Snappy performs well on numeric data and other low cardinality types. It does not perform as well on high entropy types like ByteArray (strings).

LZO

Low compression ratios but very fast for compression and decompression steps. This is a good choice if storage is cheap and has high throughput.

Brotli

High compression ratio, but low compression and decompression speed. Brotli codec is useful when you don't have much storage space, or storage throughput is slow.

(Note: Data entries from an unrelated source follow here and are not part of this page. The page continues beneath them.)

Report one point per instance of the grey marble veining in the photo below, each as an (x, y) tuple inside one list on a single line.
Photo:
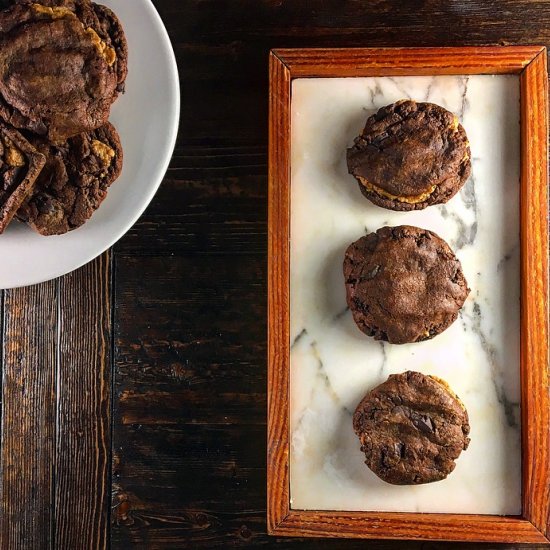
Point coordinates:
[(333, 365)]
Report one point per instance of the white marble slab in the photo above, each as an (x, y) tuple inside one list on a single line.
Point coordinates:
[(333, 364)]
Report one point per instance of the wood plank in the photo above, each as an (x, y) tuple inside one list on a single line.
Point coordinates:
[(395, 525), (83, 441), (28, 416), (278, 338), (233, 208), (189, 365), (535, 382), (341, 62)]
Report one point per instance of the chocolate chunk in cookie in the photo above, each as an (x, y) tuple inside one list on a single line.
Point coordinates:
[(403, 284), (74, 182), (59, 67), (20, 164), (410, 155), (412, 428)]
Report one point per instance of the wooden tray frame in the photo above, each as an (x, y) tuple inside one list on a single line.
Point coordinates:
[(530, 62)]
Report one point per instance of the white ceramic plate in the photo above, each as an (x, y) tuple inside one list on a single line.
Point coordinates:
[(146, 117)]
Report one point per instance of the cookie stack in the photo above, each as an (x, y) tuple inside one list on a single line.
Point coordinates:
[(63, 63), (404, 284)]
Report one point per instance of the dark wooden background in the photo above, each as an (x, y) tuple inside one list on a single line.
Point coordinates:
[(134, 390)]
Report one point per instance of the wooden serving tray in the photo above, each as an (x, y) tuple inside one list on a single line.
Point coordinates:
[(529, 62)]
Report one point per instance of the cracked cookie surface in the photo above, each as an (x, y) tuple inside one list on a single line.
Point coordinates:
[(62, 65), (412, 428), (403, 284), (20, 164), (410, 155), (74, 181)]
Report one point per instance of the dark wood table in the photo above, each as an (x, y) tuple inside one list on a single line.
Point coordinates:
[(134, 390)]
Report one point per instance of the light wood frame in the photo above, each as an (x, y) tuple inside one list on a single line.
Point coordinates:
[(530, 62)]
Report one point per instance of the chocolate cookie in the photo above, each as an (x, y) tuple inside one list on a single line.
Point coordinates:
[(60, 69), (20, 164), (412, 428), (403, 284), (74, 181), (410, 155)]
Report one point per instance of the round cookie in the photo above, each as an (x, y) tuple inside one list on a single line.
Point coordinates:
[(410, 155), (60, 69), (74, 181), (412, 428), (403, 284)]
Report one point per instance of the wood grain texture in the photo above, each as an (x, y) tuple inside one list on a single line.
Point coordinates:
[(189, 441), (441, 527), (82, 465), (341, 62), (530, 62), (28, 417), (278, 337), (535, 397), (212, 208)]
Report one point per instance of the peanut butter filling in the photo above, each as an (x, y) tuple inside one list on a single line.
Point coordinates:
[(105, 51), (103, 151), (413, 199), (13, 156), (54, 13), (448, 388)]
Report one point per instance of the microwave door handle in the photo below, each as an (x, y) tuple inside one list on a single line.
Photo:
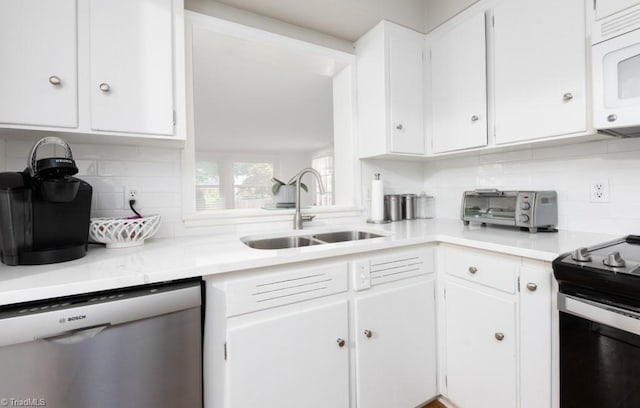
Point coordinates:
[(492, 191), (615, 317), (77, 335)]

Brotli has parallel processing, which the other codecs do not provide.

GZIP

High compression ratio with reasonable speeds for compression and decompression. GZip is a common codec for Parquet Compression.

Parquet Compression Ratio

There are two kinds of parquet compression ratio:

  1. Size of parquet file compared to the equivalent csv file
  2. Size of the parquet file after compression compared to before compression

This tool will tell you the compression ratio for each column before and after compression.

Each column in flights-1m has a compression ratio between 1 and 2 compared to before snappy compression was applied.

Parquet Compression vs CSV

The compression of a parquet file compared to a csv file depends on the types of columns in the data and the Parquet compression technique used.

The flights-1m has a compression ratio of 5.6 compared to the CSV file. It is 7.3MB as a Snappy compressed parquet file and 41.1MB as a CSV file. It contains 1 million rows of data.